Testing the Estimators: A Monte Carlo Simulation
You can run a Monte Carlo simulation to estimate d2(n), which is the expected range of a normal sample of size n. The following SAS DATA step generates 1,000 samples of size n = 100 from a standard normal distribution. For each sample, PROC MEANS calculates the range. In a second DATA step, the range is divided by three different factors: the exact d2(100), the 2-term approximation, and the 3-term approximation. These "adjusted ranges" are the various estimates for the standard deviation, which is 1 for this simulation. I do not show the 1-term adjusted range because it is so bad.

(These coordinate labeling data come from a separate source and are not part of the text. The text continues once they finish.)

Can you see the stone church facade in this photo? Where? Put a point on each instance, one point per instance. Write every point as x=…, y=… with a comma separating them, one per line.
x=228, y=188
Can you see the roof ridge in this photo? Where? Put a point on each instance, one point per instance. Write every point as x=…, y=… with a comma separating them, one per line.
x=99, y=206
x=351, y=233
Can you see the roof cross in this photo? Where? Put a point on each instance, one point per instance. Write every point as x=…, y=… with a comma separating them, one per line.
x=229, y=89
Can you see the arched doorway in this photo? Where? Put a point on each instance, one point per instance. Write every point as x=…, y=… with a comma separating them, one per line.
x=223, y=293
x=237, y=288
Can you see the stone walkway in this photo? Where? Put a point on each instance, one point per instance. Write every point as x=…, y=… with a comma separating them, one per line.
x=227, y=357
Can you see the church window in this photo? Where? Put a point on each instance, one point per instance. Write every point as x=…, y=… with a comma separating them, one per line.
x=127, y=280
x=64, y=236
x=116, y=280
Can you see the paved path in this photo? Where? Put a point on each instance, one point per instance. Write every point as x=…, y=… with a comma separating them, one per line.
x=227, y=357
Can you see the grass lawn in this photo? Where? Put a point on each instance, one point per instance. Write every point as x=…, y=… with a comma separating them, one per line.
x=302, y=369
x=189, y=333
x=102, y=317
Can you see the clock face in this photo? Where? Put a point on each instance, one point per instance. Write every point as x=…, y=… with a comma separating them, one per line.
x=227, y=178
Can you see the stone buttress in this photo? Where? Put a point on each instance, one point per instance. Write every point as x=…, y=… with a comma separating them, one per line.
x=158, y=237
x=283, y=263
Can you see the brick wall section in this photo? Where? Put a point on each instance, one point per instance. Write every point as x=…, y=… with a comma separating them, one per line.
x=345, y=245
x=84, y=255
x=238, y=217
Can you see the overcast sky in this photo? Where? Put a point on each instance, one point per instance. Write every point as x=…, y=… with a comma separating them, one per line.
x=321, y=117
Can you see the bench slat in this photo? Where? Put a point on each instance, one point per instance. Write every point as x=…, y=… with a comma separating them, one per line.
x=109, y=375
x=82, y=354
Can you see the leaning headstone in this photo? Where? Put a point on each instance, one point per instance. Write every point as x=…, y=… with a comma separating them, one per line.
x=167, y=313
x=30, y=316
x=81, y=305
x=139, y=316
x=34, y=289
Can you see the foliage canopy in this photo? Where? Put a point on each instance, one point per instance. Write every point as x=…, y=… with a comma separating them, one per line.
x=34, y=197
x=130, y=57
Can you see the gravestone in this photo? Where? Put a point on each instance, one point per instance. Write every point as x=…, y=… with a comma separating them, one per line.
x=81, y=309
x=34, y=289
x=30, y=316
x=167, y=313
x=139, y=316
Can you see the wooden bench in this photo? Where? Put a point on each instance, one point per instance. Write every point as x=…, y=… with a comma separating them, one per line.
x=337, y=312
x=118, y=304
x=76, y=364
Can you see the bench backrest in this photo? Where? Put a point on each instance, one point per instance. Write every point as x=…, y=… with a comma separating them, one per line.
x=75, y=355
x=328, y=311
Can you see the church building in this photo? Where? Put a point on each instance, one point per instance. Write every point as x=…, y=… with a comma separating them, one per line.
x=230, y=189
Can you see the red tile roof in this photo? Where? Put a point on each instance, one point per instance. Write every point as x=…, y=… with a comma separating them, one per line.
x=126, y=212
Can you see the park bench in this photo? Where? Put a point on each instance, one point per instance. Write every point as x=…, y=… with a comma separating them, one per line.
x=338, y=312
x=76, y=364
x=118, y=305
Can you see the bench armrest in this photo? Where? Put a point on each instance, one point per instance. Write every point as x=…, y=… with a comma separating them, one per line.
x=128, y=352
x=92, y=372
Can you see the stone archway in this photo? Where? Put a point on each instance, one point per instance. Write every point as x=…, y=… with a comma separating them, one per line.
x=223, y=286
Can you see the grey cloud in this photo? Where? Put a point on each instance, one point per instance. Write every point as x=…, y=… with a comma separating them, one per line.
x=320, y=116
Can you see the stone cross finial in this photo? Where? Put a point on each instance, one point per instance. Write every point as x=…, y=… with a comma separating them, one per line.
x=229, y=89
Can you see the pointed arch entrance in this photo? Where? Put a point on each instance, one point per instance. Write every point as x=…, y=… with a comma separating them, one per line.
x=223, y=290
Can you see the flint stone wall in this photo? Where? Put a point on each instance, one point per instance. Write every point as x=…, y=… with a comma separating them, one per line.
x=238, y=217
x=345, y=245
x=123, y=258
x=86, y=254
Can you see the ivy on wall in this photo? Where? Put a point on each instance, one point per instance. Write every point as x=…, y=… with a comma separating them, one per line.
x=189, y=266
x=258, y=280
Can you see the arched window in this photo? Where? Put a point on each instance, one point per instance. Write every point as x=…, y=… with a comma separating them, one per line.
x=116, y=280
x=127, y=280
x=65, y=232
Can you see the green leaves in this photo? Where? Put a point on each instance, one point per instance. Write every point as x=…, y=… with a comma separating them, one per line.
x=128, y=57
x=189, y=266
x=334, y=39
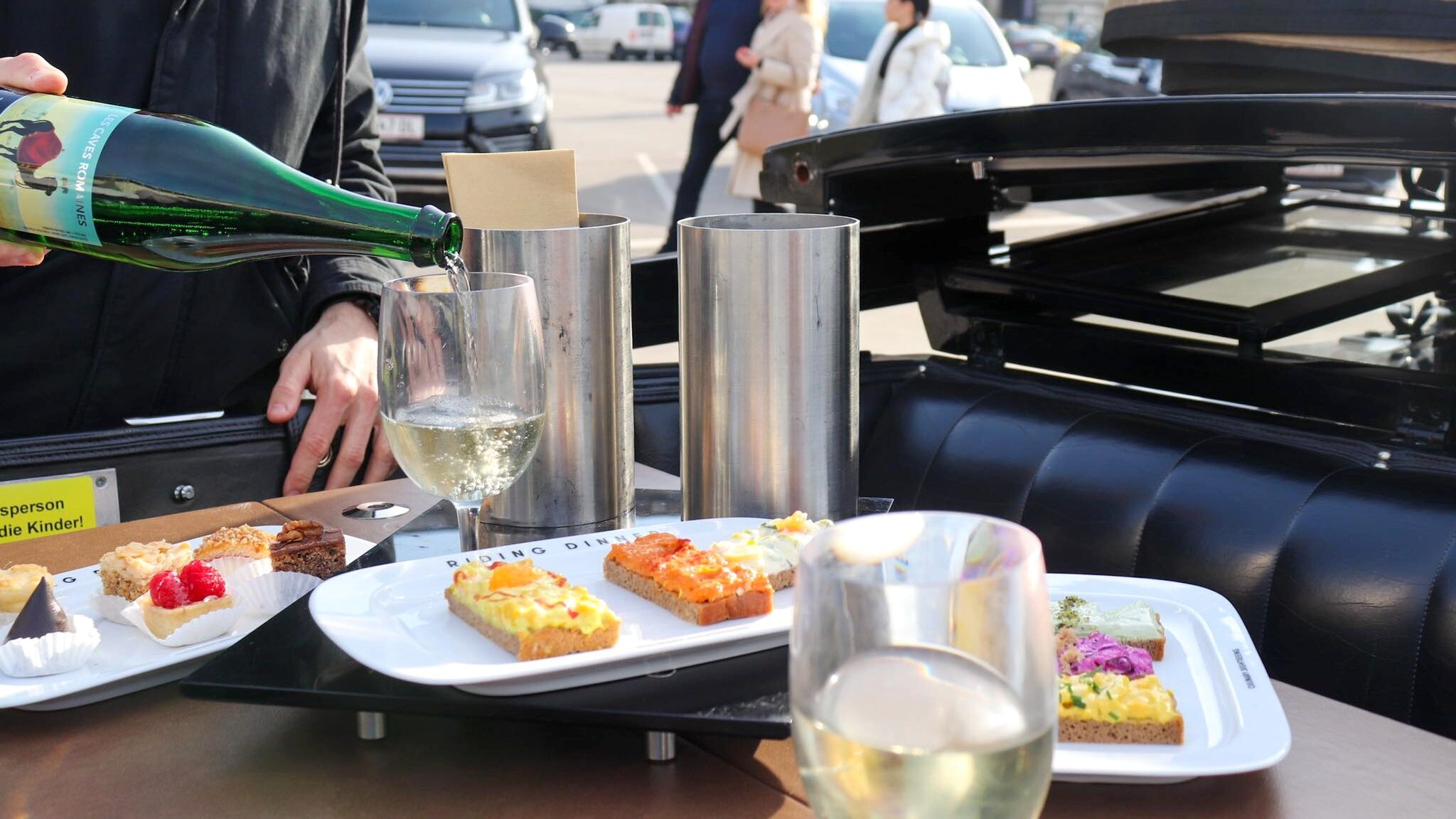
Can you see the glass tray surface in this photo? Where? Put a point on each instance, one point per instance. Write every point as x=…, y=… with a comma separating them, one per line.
x=289, y=662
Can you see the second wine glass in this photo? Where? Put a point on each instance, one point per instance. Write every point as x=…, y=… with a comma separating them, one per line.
x=462, y=385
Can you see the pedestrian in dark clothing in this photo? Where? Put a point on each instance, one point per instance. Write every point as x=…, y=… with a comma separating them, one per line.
x=708, y=77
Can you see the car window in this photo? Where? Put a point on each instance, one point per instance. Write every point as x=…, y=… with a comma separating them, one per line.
x=447, y=14
x=854, y=28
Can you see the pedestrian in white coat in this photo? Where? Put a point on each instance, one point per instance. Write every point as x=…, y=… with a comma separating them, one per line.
x=782, y=59
x=907, y=70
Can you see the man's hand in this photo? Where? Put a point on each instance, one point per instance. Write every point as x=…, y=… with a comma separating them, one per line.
x=337, y=360
x=28, y=72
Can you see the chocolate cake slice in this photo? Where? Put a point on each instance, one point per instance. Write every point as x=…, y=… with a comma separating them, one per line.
x=43, y=614
x=308, y=547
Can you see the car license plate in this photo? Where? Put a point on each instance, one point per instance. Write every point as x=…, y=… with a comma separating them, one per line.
x=401, y=127
x=1317, y=171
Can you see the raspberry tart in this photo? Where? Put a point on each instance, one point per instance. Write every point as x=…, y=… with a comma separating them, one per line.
x=176, y=598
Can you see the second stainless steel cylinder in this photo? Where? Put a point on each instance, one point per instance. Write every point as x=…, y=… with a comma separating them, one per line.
x=583, y=469
x=769, y=343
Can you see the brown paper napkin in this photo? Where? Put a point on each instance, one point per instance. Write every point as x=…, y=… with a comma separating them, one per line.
x=514, y=191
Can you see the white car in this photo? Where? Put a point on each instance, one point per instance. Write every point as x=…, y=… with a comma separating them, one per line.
x=985, y=73
x=626, y=30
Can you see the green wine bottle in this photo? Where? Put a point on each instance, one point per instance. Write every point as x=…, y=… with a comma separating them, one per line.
x=175, y=193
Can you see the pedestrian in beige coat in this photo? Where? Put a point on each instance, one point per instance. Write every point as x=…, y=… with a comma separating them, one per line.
x=783, y=57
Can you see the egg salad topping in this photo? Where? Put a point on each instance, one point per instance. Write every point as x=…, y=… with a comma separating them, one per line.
x=520, y=596
x=774, y=545
x=746, y=550
x=1113, y=698
x=702, y=576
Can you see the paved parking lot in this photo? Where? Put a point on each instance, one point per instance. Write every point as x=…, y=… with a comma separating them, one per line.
x=629, y=156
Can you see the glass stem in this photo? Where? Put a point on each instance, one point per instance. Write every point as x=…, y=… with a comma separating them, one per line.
x=468, y=515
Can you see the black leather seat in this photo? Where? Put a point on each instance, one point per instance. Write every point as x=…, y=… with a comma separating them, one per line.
x=1334, y=550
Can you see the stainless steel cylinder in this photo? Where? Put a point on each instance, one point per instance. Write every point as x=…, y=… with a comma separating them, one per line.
x=769, y=346
x=583, y=470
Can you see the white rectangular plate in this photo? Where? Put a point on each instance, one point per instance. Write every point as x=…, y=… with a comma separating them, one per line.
x=127, y=659
x=1232, y=719
x=401, y=127
x=393, y=620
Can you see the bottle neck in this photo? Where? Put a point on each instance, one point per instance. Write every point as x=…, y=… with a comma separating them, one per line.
x=434, y=237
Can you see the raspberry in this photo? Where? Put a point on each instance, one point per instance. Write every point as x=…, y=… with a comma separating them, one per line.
x=168, y=591
x=201, y=580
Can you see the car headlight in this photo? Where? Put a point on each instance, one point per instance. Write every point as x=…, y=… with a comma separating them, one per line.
x=501, y=91
x=836, y=105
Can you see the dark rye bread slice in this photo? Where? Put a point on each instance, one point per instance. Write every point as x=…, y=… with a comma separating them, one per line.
x=749, y=604
x=543, y=641
x=1126, y=732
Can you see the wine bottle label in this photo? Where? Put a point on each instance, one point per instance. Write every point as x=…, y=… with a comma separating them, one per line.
x=50, y=148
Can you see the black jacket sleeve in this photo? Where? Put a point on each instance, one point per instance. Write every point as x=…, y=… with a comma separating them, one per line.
x=361, y=172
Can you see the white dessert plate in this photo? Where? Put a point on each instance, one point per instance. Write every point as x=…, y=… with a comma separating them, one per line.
x=127, y=659
x=393, y=620
x=1232, y=719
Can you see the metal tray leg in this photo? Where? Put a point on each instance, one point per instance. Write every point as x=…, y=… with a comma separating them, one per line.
x=370, y=724
x=661, y=746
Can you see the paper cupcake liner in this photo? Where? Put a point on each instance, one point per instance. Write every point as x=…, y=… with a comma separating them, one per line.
x=197, y=630
x=111, y=606
x=240, y=569
x=54, y=653
x=273, y=592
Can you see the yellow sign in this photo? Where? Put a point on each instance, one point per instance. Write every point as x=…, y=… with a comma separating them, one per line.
x=47, y=508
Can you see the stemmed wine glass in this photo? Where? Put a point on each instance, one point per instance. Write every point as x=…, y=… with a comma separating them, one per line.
x=462, y=384
x=922, y=670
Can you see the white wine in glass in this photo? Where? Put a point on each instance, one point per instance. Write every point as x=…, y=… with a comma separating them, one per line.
x=462, y=384
x=922, y=675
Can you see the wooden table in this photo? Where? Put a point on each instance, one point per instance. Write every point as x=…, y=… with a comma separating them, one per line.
x=156, y=754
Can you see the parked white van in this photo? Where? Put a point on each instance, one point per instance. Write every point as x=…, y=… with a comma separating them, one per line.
x=626, y=30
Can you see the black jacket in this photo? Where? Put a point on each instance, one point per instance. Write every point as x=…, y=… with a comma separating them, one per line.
x=89, y=343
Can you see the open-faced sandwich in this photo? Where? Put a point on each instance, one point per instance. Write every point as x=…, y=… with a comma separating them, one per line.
x=1108, y=691
x=774, y=548
x=696, y=585
x=1135, y=624
x=1113, y=707
x=529, y=611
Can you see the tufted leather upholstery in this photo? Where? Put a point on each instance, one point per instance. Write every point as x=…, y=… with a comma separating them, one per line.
x=1340, y=569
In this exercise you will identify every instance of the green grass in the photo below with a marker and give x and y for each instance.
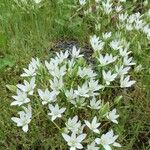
(34, 33)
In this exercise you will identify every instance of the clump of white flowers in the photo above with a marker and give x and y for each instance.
(67, 84)
(69, 88)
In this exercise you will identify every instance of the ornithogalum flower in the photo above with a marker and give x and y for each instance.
(74, 141)
(24, 118)
(28, 86)
(125, 82)
(47, 96)
(20, 98)
(107, 140)
(95, 104)
(109, 77)
(93, 125)
(112, 116)
(56, 112)
(96, 43)
(92, 146)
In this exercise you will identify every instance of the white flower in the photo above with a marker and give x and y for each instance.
(96, 43)
(35, 63)
(70, 94)
(58, 72)
(75, 53)
(122, 70)
(93, 125)
(30, 72)
(28, 86)
(21, 98)
(74, 141)
(124, 52)
(129, 27)
(86, 72)
(128, 61)
(112, 116)
(118, 8)
(109, 77)
(78, 101)
(47, 96)
(108, 139)
(106, 35)
(125, 82)
(73, 124)
(107, 7)
(122, 0)
(56, 84)
(37, 1)
(61, 56)
(92, 146)
(51, 65)
(25, 118)
(107, 59)
(116, 45)
(138, 68)
(82, 91)
(55, 111)
(82, 2)
(95, 104)
(94, 86)
(122, 17)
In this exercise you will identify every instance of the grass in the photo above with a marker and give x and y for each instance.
(34, 33)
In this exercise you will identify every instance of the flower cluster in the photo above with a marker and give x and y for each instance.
(69, 88)
(67, 83)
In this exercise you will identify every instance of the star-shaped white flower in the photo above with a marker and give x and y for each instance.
(112, 116)
(93, 125)
(82, 91)
(126, 82)
(108, 139)
(82, 2)
(96, 43)
(25, 118)
(95, 104)
(75, 53)
(74, 141)
(20, 98)
(109, 77)
(47, 96)
(92, 146)
(30, 72)
(73, 124)
(56, 112)
(28, 86)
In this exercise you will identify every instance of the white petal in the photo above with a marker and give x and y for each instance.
(66, 137)
(25, 128)
(116, 144)
(107, 147)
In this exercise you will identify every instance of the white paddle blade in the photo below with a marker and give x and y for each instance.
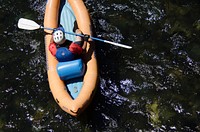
(27, 24)
(117, 44)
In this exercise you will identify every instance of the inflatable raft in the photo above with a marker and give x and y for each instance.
(72, 94)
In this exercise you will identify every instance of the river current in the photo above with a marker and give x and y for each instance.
(155, 86)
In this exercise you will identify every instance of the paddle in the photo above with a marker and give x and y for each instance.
(31, 25)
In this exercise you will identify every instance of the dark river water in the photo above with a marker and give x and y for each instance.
(155, 86)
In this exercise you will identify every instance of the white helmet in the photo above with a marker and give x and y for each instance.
(58, 36)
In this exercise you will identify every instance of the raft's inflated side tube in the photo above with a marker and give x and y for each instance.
(70, 69)
(57, 86)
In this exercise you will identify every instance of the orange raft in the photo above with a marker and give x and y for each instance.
(57, 86)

/* simulate 1000 random samples of size n=100 from N(0,1) */ %let N = 100; %let numSamples = 1000; data SimNormal; call streaminit(12345); do sampleID = 1 to &numSamples; do i = 1 to &n; x = rand("Normal"); output; end; end; keep sampleID x; run; /* compute the range for each random sample */ proc means data=SimNormal noprint; by sampleID; var x; output out=RangeOut RANGE=Range; run; /* adjust the range statistics by using d2(100), Asymp2, or Asymp3 formula */ data AdjustRange; pi = constant('pi'); gamma = constant('Euler'); /* 0.5772156649 */ set RangeOut(rename=(_FREQ_=n)); d2_n = 5.0151; sn = sqrt(2*log(n)); bn = sn - (log(log(n)) + log(4*pi)) / (2*sqrt(2*log(n))); an = 1 / sn; Asymp2 = 2 * bn; Asymp3 = 2 * (bn + gamma*an); AdjRange_d2 = 1/d2_n * Range; AdjRange_2Term = 1/Asymp2 * Range; AdjRange_3Term = 1/Asymp3 * Range; keep SampleID Range AdjRange_d2 AdjRange_2Term AdjRange_3Term; label AdjRange_d2="d2" AdjRange_2Term="2-Term Asymptotic" AdjRange_3Term="3-Term Asymptotic"; run; /* Print the Monte Carlo estimates of the adjusted range, which should be close to sigma=1. Note that the 95% CI for the mean includes 1 for d2(100), but not for the asymptotic approx. */ proc means data=AdjustRange Mean CLM ndec=3 nolabels; var AdjRange_d2 AdjRange_2Term AdjRange_3Term; run; |
Since the data were generated from N(0,1), a consistent estimator should produce an average value close to 1.0. The results show that the Monte Carlo estimate is consistent if you use the d2(100) value to scale the data. For the asymptotic formulas, you get biased estimates. The two-term asymptotic approximation overestimates the standard deviation whereas the two-term asymptotic approximation underestimates it. These results are reproducible: they do not change if you use additional Monte Carlo trials.
Summary
The expected range of normal data is a quantity known as d2(n). This article shows several asymptotic approximations. The asymptotic approximations provide a simple expression that you can use to predict the range in a very large random sample of normal data. However, these estimates converge quite slowly. In quality control, the range is used to estimate the standard deviation of normal data when n is small. You should not use the asymptotic approximations of d2(n) for that purpose.